POLI 449B 001/521A 001, Contested Territory (Anna Jurkevics)
Wednesdays, 9:00 am - 12:00 pm
This course surveys Western approaches to land, place, and territory. We begin with the phenomenology and economy of place through readings of Hannah Arendt, GWF Hegel, Martin Heidegger, Karl Marx, and David Harvey. Part II of the course covers theories of territory, and will address issues related to land attachment, nationalism, and the property-territory distinction. In Part III, we explore geopolitics through readings of Hannah Arendt, Carl Schmitt and Hans Morgenthau. In the concluding section of the course, we will consider the pathologies of the Western approach to territory by reading indigenous scholarship on land, including Glen Coulthard’s Red Skins, White Masks.
POLI 516C/Global Public Policy 591G, Migration and Citizenship (Antje Ellermann)

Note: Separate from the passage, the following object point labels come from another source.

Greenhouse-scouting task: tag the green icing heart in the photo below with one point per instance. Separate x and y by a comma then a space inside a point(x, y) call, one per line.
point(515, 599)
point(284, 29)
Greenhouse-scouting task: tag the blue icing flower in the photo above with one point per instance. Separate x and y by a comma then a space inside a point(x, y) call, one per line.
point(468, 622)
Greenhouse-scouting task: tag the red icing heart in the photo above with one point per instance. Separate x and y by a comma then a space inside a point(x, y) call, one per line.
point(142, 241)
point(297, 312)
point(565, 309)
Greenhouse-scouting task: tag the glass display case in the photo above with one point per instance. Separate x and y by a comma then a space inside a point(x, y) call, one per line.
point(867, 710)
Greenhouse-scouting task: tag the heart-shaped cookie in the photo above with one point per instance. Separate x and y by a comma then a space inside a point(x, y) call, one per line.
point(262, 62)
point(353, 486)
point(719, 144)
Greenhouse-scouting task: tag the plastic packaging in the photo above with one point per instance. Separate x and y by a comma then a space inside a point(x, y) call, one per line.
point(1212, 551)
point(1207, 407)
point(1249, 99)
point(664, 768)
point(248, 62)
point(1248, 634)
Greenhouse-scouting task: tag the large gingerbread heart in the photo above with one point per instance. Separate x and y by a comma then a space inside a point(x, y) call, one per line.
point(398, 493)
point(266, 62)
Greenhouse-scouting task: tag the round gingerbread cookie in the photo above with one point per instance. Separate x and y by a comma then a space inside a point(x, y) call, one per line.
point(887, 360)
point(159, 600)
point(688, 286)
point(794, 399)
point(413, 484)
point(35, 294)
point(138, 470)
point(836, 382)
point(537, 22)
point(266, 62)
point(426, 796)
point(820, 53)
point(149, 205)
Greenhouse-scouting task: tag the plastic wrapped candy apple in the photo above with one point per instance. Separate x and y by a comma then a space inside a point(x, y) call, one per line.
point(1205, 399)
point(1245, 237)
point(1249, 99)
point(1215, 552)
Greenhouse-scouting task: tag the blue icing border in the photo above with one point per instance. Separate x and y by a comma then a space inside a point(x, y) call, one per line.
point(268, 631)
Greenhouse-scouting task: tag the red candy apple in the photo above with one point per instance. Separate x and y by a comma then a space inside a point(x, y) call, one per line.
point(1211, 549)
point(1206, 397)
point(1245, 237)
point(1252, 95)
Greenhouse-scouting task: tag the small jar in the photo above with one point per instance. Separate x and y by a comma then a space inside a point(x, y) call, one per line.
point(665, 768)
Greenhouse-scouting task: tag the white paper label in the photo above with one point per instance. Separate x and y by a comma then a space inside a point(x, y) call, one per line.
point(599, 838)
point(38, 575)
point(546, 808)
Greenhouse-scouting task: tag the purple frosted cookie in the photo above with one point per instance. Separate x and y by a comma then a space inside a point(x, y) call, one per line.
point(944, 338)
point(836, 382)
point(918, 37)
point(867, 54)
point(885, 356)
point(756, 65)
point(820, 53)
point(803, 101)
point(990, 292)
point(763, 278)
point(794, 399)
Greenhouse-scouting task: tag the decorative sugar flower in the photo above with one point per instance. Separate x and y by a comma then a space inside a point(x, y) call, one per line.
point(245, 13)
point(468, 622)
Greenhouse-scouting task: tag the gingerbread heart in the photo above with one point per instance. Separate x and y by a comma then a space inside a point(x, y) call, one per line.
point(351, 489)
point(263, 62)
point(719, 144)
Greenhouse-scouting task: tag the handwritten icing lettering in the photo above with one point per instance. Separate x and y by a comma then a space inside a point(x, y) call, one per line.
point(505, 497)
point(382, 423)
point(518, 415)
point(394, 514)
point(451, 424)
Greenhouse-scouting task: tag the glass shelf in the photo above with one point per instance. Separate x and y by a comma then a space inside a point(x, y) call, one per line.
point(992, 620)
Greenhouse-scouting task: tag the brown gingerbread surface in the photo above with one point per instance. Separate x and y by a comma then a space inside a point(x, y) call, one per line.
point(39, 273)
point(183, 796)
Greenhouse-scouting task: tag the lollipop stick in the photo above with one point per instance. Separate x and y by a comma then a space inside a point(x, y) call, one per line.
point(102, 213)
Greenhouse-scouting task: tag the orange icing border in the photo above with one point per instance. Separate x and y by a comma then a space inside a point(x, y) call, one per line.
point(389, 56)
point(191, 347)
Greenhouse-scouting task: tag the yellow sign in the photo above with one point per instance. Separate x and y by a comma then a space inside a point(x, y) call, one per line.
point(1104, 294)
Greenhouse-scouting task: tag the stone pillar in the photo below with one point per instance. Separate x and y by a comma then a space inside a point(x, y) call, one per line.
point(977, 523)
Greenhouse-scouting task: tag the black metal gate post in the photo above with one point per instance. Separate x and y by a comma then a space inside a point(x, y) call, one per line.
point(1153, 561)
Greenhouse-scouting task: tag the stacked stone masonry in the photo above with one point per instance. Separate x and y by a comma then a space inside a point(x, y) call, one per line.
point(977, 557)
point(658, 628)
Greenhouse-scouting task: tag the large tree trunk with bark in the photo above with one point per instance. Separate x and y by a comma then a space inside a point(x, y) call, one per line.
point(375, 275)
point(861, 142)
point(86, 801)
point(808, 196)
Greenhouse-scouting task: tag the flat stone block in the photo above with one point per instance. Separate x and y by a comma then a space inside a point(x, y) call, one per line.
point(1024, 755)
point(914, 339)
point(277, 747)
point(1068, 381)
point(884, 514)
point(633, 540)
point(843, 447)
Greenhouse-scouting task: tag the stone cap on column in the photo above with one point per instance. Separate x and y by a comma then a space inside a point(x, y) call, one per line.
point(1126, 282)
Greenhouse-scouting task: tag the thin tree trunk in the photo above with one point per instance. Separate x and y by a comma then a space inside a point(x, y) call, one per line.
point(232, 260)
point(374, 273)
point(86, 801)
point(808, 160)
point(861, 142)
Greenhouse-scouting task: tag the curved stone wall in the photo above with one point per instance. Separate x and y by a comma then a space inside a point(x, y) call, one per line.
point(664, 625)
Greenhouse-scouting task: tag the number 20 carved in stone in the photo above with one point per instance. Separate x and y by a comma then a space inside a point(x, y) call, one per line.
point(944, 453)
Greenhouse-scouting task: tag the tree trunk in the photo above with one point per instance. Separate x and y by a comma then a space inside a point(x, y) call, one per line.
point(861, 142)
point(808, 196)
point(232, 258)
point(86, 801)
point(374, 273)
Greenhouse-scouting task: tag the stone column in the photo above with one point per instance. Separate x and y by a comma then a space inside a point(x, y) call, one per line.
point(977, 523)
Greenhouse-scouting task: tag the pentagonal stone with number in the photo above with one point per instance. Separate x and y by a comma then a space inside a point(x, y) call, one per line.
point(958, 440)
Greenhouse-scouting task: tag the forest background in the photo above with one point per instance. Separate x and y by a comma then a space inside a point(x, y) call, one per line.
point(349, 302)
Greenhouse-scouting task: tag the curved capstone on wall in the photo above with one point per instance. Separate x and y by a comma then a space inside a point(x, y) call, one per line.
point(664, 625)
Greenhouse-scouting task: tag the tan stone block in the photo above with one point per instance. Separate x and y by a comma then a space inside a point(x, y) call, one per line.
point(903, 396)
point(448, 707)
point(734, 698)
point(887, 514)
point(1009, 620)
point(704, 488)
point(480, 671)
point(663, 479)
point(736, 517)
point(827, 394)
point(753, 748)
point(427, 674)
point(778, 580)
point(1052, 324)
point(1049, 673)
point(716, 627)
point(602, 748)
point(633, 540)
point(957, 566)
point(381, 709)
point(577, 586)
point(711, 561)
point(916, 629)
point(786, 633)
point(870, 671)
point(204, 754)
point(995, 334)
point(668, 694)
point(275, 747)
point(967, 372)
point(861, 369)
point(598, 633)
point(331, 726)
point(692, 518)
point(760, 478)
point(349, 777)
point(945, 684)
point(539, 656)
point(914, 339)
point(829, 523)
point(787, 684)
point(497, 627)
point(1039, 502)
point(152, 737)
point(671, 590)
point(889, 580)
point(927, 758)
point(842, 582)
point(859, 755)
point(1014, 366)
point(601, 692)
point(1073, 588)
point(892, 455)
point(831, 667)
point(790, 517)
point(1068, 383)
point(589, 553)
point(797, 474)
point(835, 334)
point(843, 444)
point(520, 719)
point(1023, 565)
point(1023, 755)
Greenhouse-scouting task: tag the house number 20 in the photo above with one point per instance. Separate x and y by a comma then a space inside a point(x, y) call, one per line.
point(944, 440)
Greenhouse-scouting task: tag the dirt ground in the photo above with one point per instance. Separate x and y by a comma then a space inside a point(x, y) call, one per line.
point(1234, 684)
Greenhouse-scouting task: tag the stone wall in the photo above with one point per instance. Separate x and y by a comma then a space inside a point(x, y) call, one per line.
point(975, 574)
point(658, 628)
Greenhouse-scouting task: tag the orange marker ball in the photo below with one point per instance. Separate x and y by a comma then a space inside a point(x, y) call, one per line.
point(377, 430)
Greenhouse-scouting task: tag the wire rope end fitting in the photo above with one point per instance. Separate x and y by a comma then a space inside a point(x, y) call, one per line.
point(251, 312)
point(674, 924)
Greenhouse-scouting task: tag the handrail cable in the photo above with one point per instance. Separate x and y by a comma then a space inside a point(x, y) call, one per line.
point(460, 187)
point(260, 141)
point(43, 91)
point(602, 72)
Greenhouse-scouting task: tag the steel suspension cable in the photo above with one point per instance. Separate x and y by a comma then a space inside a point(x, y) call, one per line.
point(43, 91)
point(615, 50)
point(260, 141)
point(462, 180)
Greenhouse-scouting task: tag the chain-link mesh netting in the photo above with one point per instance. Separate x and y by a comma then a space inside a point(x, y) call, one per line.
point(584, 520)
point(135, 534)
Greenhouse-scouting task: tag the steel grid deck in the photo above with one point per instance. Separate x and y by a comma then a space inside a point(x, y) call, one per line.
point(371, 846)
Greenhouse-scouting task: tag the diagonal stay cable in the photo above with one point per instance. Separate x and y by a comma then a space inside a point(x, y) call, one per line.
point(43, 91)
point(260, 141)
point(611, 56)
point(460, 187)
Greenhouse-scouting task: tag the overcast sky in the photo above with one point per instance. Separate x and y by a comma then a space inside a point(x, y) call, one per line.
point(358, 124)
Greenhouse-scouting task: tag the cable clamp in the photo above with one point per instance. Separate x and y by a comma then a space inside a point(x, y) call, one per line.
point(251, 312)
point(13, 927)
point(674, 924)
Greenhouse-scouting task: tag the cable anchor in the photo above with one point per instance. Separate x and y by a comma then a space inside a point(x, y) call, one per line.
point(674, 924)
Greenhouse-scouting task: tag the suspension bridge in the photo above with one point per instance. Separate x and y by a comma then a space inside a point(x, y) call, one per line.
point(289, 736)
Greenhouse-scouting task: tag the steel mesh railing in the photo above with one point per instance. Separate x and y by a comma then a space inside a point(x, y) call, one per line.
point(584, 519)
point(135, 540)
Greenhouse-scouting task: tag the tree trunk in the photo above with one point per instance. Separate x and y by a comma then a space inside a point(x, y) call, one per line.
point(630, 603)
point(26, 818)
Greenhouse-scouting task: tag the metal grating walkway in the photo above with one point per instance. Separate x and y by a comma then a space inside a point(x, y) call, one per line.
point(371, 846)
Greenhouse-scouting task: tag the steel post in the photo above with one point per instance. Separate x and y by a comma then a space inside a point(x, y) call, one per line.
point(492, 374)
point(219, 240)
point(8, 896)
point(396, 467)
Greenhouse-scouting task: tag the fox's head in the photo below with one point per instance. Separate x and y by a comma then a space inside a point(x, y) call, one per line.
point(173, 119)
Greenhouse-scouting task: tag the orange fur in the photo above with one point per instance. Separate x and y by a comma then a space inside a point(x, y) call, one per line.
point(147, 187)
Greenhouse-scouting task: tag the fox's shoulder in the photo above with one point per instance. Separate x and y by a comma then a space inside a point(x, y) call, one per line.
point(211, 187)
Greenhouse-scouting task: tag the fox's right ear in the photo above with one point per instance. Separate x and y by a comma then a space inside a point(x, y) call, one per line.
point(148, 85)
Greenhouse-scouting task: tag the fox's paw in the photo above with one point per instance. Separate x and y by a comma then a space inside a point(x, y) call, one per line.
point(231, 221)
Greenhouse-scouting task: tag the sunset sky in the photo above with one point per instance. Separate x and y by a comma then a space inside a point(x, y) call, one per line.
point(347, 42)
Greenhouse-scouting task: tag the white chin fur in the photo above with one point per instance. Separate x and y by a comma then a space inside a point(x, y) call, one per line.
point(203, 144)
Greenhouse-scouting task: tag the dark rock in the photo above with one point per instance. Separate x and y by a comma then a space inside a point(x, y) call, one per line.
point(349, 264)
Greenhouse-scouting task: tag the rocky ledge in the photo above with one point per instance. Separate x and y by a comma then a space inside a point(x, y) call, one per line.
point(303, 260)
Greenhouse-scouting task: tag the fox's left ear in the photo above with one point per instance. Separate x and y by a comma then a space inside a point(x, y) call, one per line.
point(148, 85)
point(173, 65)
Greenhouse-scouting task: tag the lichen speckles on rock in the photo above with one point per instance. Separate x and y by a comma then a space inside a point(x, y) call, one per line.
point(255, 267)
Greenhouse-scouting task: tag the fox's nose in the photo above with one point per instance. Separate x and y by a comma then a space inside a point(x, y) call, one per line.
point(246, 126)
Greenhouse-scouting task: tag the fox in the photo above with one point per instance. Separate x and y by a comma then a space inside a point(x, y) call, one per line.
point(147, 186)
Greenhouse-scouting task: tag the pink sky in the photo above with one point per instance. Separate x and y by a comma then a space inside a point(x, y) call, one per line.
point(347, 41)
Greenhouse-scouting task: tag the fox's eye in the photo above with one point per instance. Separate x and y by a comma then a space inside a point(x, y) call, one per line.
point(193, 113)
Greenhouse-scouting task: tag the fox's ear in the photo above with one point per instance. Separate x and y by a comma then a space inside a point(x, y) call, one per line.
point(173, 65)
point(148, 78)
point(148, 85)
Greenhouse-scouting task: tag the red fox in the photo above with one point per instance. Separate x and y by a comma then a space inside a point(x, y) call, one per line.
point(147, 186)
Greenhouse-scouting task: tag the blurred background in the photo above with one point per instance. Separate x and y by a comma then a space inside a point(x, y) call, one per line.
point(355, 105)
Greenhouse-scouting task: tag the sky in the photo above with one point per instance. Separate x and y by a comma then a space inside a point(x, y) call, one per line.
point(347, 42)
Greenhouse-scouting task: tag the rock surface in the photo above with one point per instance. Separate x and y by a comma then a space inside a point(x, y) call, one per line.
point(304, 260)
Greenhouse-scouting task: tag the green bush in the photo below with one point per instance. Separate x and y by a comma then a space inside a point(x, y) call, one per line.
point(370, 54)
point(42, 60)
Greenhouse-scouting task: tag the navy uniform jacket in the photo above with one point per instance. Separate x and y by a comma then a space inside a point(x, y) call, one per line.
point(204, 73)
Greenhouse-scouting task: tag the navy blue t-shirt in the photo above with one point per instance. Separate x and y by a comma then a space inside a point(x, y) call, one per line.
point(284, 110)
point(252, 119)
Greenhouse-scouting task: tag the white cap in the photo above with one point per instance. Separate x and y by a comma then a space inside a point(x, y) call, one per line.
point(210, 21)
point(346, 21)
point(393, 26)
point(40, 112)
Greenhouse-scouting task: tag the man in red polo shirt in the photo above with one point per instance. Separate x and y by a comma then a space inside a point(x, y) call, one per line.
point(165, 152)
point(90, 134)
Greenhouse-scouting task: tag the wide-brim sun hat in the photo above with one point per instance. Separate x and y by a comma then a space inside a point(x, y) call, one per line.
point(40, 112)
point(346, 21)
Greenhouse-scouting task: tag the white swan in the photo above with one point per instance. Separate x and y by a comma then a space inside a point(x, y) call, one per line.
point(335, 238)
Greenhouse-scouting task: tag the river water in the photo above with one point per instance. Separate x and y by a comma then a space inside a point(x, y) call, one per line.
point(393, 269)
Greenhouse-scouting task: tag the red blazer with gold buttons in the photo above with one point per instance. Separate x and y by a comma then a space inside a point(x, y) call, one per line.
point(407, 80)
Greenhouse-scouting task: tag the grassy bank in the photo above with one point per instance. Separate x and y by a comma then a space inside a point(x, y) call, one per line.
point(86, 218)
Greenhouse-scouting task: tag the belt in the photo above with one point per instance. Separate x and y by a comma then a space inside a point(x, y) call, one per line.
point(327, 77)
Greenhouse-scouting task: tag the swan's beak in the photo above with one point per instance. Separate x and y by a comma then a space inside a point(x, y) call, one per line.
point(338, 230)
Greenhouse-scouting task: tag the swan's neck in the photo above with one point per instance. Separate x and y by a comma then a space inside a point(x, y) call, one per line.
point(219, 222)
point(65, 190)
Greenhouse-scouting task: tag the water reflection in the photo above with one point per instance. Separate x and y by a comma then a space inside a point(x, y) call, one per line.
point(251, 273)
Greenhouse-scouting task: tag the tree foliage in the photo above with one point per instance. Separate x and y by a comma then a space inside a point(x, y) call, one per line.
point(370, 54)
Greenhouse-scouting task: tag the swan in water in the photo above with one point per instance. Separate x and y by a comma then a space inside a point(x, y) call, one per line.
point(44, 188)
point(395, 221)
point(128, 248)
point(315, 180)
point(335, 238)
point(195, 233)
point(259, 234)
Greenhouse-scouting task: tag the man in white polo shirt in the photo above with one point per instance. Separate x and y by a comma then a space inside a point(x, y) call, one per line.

Wednesdays, 2:00 - 5:00 pm
Human mobility has become one of the most contested issues in contemporary politics. This seminar surveys key scholarly debates in the study of migration and citizenship in political science and cognate disciplines. We comparatively examine in both historical and cross–national perspective the ways in which states and societies (particularly in the Global North) have responded to, and become transformed by, immigration. The course covers a wide range of areas: theories of international migration, the ethics of borders, migration control, immigration policy making, public attitudes, anti-immigrant populism and the rise of far-right parties, refugee protection, national identity and citizenship, immigrant integration and multiculturalism, and transnationalism and homeland-hostland politics.
GERM 520C, Narratives of Migration (Markus Hallensleben)
Thursdays, 2:00 - 4:00 pm
This course focuses on narratives of migration from a comparative studies point of view. It aims to provide an interdisciplinary framework for the investigation of transnational literature within the wider context of the global mobility turn and critical European Studies, with a special emphasis on the most recent German-language post-migration literature that appeared since the European “refugee crisis” in 2015. While one part of the course will utilize the sociological concepts of post-migration and superdiverse societies for an analysis of literary narratives as counter-narratives to Eurocentric, ethnically and nationally centred models of belonging, another part will investigate select primary texts. This course is taught in English with a directed study approach, including portfolio components in preparation for the final essay. The course is open to graduate students from all fields who work on narratives of migration in any context, whether in theory or praxis. Students are welcome to incorporate their own research and will present on at least one course related topic based on their own annotated working bibliographies.